"Timing" The Market
There are many academic studies that will show that over the long-term, trying to consistently time the market (buying the lows and selling the highs) is not as successful a strategy as a simple "buy and hold" over the same time period.
Agreed!
And that is the argument for the "core" of any portfolio.
It still doesn't excuse the fact that investors have parked close to $6B in an RBC balanced mutual fund with an MER of 2.36%
What am I missing?
Do people actually look at the costs associated with owning this stuff?
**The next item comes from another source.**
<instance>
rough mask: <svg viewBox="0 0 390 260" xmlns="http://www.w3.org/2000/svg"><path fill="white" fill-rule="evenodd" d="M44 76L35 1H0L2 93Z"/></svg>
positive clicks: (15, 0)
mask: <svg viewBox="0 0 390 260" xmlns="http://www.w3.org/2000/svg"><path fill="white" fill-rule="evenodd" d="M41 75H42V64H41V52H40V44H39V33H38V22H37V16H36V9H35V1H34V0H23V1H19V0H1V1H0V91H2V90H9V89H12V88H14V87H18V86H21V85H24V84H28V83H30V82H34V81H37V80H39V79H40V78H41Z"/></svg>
It riles me up!
But, I digress....
There is a place in a portfolio for "timing", when it is done by the professionals:
If you have new cash to invest and a re-balancing of your portfolio concludes that a certain % of that cash needs to be invested in the S&P 500 ETF (as an example, not as a recommendation), but all the metrics suggest that it is close to its all-time highs and very expensive, why not wait? (especially if you are already exposed to that asset class).
If you are paying a fee for having your money managed, wouldn't you expect your manager / advisor to at least make that consideration? It can make a difference.
There are advantages to be had by being tactical. Not the whole portfolio, mind you, but just a certain portion.
It is what sets the good managers apart from the pack: the ability to pick their spots (to buy and to sell). It is what I would expect if I were paying a manager to manage my money. I would want some value for the fees that I pay.
So have a "core" of your portfolio fully invested, but have a portion of your portfolio that is tactically managed (by someone who knows what they are doing).
And for your own sake, please research the costs!